2. Wo geht’s denn hier zum Bus? Vom Suchen und Finden der Haltestelle

Am Abend vor der Reise bin ich grundsätzlich entspannt. Ich bin mit Packen beschäftigt, mit Vorfreude und damit, den Inhalt meines Kühlschranks aufzuessen. Ich sitze mit einer Schüssel Nudelsalat auf dem Boden und überlege ganz in Ruhe, was ich alles mitnehmen soll. Den blauen Pulli? Oder doch lieber den roten? Vielleicht sogar beide? Und wo ist eigentlich der Regenschirm? Der Abend vor der Reise ist die Zeit der stressfreien Kontemplation.

Die Zeit für Panik ist der Morgen. Morgen, das ist am Abend vorher noch weit entfernte Zukunft, die Zeit, in der sich mein Gepäck in Sekundenschnelle auf magische Weise verdoppelt und ich keuchend Gegenstände in Seitentäschchen quetsche, bis sich der Reißverschluss mit einem unglücklichen Kratzgeräusch endlich schließt. Der Morgen ist auch die Zeit, in der ich schweißgebadet an der Kreuzung stehe, Taschen, Tüten und Gastgeschenke mehr oder weniger gleichmäßig um den Körper geschnürt, und merke: Ich hab ja keine Ahnung, wo ich hinmuss. Der Morgen ist der Moment, in dem mir so was plötzlich einfällt. Nicht der Abend vorher, wenn die Zeit sich zusammen mit der Vorfreude so wunderbar ausdehnt. Am Morgen minimiert sie sich schlagartig mit dem Weckerklingeln, zurück bleibt nur: der Stress.
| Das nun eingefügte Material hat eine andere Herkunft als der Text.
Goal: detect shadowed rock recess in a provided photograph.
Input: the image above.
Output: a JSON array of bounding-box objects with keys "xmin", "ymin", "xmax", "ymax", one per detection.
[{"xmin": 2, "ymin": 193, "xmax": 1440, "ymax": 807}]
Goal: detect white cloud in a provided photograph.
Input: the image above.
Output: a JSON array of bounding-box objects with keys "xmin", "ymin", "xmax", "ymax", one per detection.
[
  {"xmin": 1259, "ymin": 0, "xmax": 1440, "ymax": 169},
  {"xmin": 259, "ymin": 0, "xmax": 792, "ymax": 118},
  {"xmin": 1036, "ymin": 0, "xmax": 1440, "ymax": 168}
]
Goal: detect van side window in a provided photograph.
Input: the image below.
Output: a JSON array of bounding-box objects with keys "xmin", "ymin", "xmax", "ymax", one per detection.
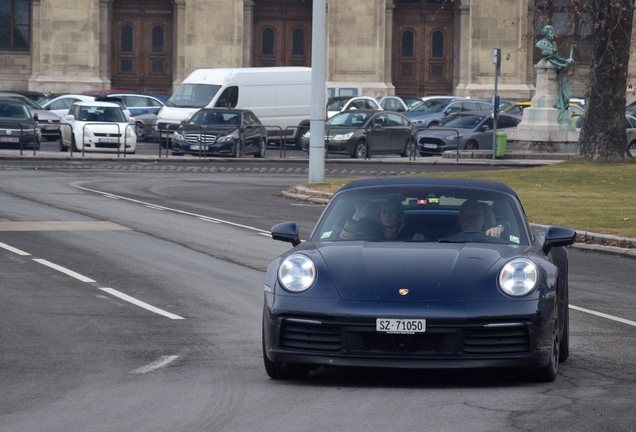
[{"xmin": 216, "ymin": 86, "xmax": 239, "ymax": 108}]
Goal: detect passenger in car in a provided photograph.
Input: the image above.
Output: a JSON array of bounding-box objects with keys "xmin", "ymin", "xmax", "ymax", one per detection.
[{"xmin": 340, "ymin": 199, "xmax": 422, "ymax": 241}]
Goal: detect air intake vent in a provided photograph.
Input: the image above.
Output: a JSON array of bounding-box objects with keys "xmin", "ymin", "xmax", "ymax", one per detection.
[
  {"xmin": 280, "ymin": 321, "xmax": 342, "ymax": 352},
  {"xmin": 463, "ymin": 327, "xmax": 530, "ymax": 355}
]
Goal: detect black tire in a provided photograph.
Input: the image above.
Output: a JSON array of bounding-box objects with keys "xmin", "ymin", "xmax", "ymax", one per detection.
[
  {"xmin": 262, "ymin": 333, "xmax": 310, "ymax": 380},
  {"xmin": 135, "ymin": 122, "xmax": 147, "ymax": 142},
  {"xmin": 254, "ymin": 138, "xmax": 266, "ymax": 158},
  {"xmin": 536, "ymin": 319, "xmax": 560, "ymax": 382},
  {"xmin": 464, "ymin": 140, "xmax": 478, "ymax": 150},
  {"xmin": 629, "ymin": 141, "xmax": 636, "ymax": 150},
  {"xmin": 295, "ymin": 127, "xmax": 308, "ymax": 150},
  {"xmin": 352, "ymin": 140, "xmax": 367, "ymax": 159},
  {"xmin": 401, "ymin": 139, "xmax": 416, "ymax": 158},
  {"xmin": 559, "ymin": 290, "xmax": 570, "ymax": 363},
  {"xmin": 58, "ymin": 133, "xmax": 68, "ymax": 152}
]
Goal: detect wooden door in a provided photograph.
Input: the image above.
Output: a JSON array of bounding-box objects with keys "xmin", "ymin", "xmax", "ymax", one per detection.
[{"xmin": 111, "ymin": 0, "xmax": 173, "ymax": 95}]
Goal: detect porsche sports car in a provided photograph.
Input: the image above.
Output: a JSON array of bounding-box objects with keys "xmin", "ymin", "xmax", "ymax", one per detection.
[{"xmin": 263, "ymin": 178, "xmax": 576, "ymax": 382}]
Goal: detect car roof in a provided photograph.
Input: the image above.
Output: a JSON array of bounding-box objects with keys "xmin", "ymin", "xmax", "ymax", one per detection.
[
  {"xmin": 73, "ymin": 101, "xmax": 123, "ymax": 108},
  {"xmin": 338, "ymin": 177, "xmax": 518, "ymax": 197},
  {"xmin": 0, "ymin": 97, "xmax": 28, "ymax": 105}
]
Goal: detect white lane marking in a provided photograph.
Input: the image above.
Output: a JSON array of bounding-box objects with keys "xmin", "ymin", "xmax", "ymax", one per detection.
[
  {"xmin": 570, "ymin": 304, "xmax": 636, "ymax": 327},
  {"xmin": 259, "ymin": 232, "xmax": 270, "ymax": 237},
  {"xmin": 146, "ymin": 205, "xmax": 165, "ymax": 211},
  {"xmin": 33, "ymin": 258, "xmax": 96, "ymax": 283},
  {"xmin": 198, "ymin": 217, "xmax": 221, "ymax": 223},
  {"xmin": 100, "ymin": 287, "xmax": 185, "ymax": 320},
  {"xmin": 130, "ymin": 355, "xmax": 179, "ymax": 374},
  {"xmin": 73, "ymin": 183, "xmax": 271, "ymax": 235},
  {"xmin": 0, "ymin": 241, "xmax": 31, "ymax": 256}
]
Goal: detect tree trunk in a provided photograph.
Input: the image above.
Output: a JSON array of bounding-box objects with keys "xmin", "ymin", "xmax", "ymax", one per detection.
[{"xmin": 578, "ymin": 0, "xmax": 634, "ymax": 161}]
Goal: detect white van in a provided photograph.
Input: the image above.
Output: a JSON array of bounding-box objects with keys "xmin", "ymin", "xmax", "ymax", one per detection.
[{"xmin": 155, "ymin": 67, "xmax": 311, "ymax": 147}]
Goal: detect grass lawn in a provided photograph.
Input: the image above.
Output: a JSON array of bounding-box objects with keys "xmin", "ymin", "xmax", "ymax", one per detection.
[{"xmin": 302, "ymin": 160, "xmax": 636, "ymax": 239}]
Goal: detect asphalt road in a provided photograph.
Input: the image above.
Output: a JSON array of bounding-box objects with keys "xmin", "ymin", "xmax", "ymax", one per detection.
[{"xmin": 0, "ymin": 164, "xmax": 635, "ymax": 431}]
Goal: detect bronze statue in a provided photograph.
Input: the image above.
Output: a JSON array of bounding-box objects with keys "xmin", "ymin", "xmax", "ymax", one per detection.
[{"xmin": 536, "ymin": 25, "xmax": 576, "ymax": 122}]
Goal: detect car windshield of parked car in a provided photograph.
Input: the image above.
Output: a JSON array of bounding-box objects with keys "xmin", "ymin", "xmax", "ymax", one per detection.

Morgens geht es um Effizienz: schnelles Zusammenraffen von Hab und Gut, ein letzter Löffel Schokomüsli und noch mal kurz aufs Klo. Nur wenige Reisende drucken sich zwischen Schokomüsli und Klogang die Wegbeschreibung aus. Das Schöne am Busfahren ist ja: Man muss den Weg nicht kennen, weil man sich fahren lassen darf. Aber dafür muss man eben erst mal im Bus sitzen. Obwohl der Weg zur Haltestelle zwar eigentlich der wichtigste Teil der Reisevorbereitung ist, aktive Eigenleistung vor all dem passiv-gemütlichen Geschaukel, verdränge ich ihn leider immer wieder bis zum letzten Moment, wenn ich schweißnass und planlos an einer stark befahrenen Kreuzung stehe.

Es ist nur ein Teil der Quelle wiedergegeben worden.